Integrating different energy systems will be a cornerstone of Europe’s energy transition to keep costs down. As the share of wind and solar power continues to grow in an increasingly electrified energy system over the next decades, Europe must ensure there is enough electricity in the system to meet demand at all times. As a consequence, the need for flexible and reliable storage and generation in times of low wind and sun will grow.
CHP is critical for a highly renewable and electrified system as it is both flexible and dispatchable. As demonstrated by the study, CHP can efficiently use renewable or decarbonised fuels such as hydrogen to quickly ramp power production up and down to complement the availability of wind and sun. The key word is complementing, not competing.

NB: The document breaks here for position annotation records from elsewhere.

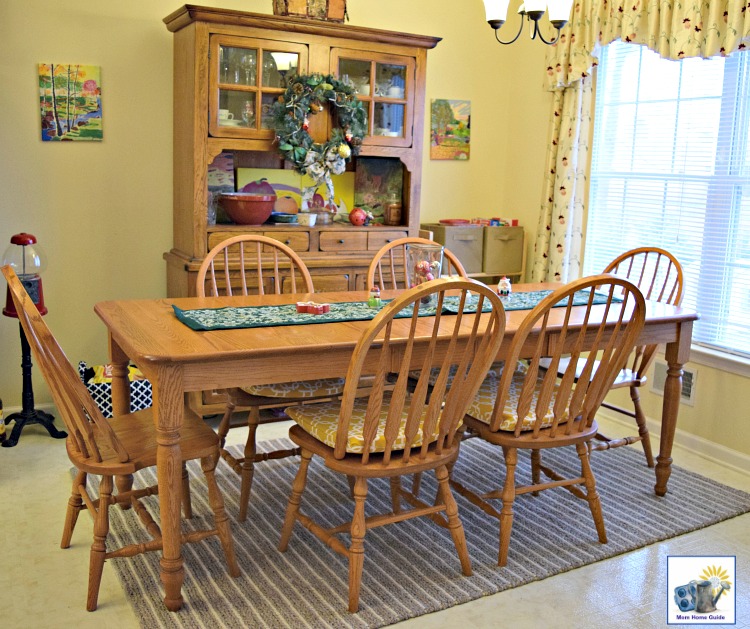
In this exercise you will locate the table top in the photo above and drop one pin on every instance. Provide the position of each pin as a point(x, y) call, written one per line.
point(150, 334)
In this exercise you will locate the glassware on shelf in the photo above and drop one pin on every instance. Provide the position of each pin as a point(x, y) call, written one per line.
point(224, 66)
point(248, 113)
point(271, 76)
point(249, 68)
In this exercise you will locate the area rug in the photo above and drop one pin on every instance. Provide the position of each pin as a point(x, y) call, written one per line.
point(410, 568)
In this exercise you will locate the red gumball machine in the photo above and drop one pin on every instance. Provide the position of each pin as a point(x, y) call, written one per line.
point(28, 261)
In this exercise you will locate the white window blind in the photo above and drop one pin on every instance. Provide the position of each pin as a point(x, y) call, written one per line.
point(671, 168)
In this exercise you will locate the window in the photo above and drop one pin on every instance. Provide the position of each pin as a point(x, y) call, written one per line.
point(671, 168)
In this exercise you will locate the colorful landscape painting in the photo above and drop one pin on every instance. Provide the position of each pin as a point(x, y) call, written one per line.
point(70, 102)
point(450, 136)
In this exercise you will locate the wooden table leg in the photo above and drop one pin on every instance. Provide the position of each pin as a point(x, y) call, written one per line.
point(168, 415)
point(120, 403)
point(676, 354)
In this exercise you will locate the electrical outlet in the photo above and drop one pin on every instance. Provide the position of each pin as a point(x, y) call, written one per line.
point(687, 395)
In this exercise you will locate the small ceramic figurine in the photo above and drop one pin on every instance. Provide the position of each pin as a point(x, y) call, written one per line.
point(503, 287)
point(374, 301)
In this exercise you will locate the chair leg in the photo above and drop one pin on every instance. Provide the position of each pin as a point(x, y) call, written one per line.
point(416, 482)
point(357, 547)
point(509, 496)
point(640, 419)
point(396, 494)
point(454, 522)
point(75, 504)
point(99, 547)
point(248, 464)
point(187, 503)
point(591, 494)
point(536, 469)
point(216, 500)
point(226, 420)
point(300, 480)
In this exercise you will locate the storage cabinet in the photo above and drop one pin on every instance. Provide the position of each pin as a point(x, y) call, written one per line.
point(229, 68)
point(486, 252)
point(504, 251)
point(464, 241)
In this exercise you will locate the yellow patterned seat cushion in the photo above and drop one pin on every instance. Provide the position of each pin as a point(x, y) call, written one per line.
point(496, 370)
point(321, 421)
point(484, 403)
point(304, 389)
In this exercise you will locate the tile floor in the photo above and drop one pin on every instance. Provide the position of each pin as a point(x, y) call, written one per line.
point(45, 587)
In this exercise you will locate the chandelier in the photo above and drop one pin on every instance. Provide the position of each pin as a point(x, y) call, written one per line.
point(533, 10)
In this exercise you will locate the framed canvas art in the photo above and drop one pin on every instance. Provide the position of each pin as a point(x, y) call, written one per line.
point(70, 102)
point(450, 129)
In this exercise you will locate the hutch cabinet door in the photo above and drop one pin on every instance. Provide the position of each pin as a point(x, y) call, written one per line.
point(246, 76)
point(385, 85)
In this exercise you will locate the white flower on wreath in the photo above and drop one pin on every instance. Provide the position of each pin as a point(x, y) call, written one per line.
point(334, 162)
point(314, 166)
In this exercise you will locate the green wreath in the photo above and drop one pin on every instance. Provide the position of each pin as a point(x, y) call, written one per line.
point(305, 96)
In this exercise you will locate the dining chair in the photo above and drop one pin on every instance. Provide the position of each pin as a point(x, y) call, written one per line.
point(394, 432)
point(253, 264)
point(387, 269)
point(119, 446)
point(530, 409)
point(659, 276)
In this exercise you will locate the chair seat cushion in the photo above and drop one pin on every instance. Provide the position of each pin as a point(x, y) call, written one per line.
point(321, 421)
point(304, 389)
point(496, 370)
point(484, 403)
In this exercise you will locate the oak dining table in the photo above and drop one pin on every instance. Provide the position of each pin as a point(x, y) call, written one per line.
point(177, 359)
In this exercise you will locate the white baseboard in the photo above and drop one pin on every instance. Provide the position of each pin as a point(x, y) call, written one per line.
point(709, 450)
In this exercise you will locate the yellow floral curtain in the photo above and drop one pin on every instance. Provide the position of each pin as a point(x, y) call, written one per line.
point(674, 30)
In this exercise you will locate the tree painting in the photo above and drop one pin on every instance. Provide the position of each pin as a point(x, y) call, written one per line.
point(450, 129)
point(70, 102)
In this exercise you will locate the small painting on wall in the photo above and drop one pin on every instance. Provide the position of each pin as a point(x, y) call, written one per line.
point(70, 102)
point(450, 129)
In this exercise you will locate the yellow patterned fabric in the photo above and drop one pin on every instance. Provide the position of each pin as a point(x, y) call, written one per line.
point(484, 403)
point(304, 389)
point(321, 421)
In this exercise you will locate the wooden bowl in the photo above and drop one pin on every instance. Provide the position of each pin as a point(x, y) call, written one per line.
point(245, 208)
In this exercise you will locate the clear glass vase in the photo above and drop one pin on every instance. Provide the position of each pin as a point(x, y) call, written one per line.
point(423, 263)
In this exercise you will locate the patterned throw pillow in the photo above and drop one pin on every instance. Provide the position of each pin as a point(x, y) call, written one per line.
point(304, 389)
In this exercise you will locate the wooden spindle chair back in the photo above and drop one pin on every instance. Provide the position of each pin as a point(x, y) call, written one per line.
point(388, 268)
point(659, 276)
point(229, 263)
point(458, 354)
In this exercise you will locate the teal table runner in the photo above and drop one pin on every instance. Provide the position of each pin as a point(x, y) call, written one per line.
point(272, 316)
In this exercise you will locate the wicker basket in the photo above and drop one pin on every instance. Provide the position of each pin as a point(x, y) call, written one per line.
point(330, 10)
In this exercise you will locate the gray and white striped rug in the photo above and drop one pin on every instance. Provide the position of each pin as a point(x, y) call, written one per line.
point(410, 568)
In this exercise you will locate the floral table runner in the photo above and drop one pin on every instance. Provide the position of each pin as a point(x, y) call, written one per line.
point(271, 316)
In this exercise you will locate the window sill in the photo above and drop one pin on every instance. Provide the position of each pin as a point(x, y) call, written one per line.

Bringing together the electricity, heat and gas grids via CHP can be the backbone of an integrated system, providing zero-carbon energy for a successful energy transition in all sectors of the economy.
The Artelys study concludes that the efficient use of energy sources will be important towards and in a decarbonised Europe. CHP allows Europe to do more with less. It can cost-effectively cover close to a third of total heat, and 50% to even 100% of all non-electrifiable heat depending on the sector. Maximising Europe’s energy efficiency potential and use will help shape a sustainable energy system for the future, benefiting both the European society and economy by providing clean and affordable energy at all times.
What is CHP? Cogeneration (Combined Heat and Power or CHP) is the simultaneous production of electricity and heat, both of which are used in homes, offices, public buildings and factories. CHP is the most efficient solution to produce heat and power, avoiding the waste of valuable energy.
Today, CHP supplies 11% of electricity and 16.5% of heat in Europe, avoiding 250Mt of CO2 emissions equivalent to the annual emissions of 100M petrol cars. In 2030 cogeneration could generate 20% of the EU’s electricity and 25% of its heat, further reducing CO2 emissions by 350 Mt.